Rebel Girl by Kathleen Hanna | Book Review

Kathleen Hanna Rebel Girl Book Cover

Raucous. Riotous. Resplendent.

The difference between autobiography and memoir is larger than most people might recognize, and it primarily comes down to perspective. With both of them, you’re sharing people the story of your life, but with the former, it’s a cut-and-dry retelling, while the latter can be a bit freer and much more emotional. You can’t lie in your memoir, but you can blur the details just a bit – typically to disguise people’s identity and often as a means of summary so that the minutiae don’t drag down everything. Some writers even use creative narration, nonlinear timelines, and composite characters instead of talking about every single person they met in life. But what it really means is that you don’t want to write your own Wikipedia entry: You want to tell a good story.

Which is exactly what Kathleen Hanna delivers with Rebel Girl.
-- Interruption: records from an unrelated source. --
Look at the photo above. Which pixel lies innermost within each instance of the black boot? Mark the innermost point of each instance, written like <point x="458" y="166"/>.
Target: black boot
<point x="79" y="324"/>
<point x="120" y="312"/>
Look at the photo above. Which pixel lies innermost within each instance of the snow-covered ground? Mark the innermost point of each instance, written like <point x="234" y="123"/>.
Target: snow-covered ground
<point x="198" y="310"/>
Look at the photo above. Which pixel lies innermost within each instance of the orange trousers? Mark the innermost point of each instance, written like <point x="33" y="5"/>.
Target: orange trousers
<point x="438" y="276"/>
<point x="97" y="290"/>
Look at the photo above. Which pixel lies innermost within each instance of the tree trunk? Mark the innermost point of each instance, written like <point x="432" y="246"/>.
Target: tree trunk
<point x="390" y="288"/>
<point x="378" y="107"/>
Subtitled “My Life as a Feminist Punk,” the iconic leader of the groundbreaking bands Bikini Kill, the Julie Ruin, and Le Tigre crafts a warts-and-all retelling of her life. Overflowing with power, tears, success, and heartbreak, she refuses to shy away from the hard lessons, the tough scenarios, or ugly elements. However, while could have been a book filled with a bleak batch of “woe-is-me” paeans, it actually comes across as a lifelong search for beauty, purpose, and meaning – for herself and others.

Hanna walks this tightrope acts by being entirely self-effacing and self-aware of her own role in the story. While she neither wallows in self-pity nor embarks on a scorched earth bender, she also doesn’t shy away from harsh truths or painful memories. More importantly, she talks about her artistic struggles, victories, and everything in between with remarkable warmth and passion. From her music, photography, and art to Riot Grrrl, friendships, failures, and everything in between, she’s proud of her story (even if she’s not always proud of everything she did along the way).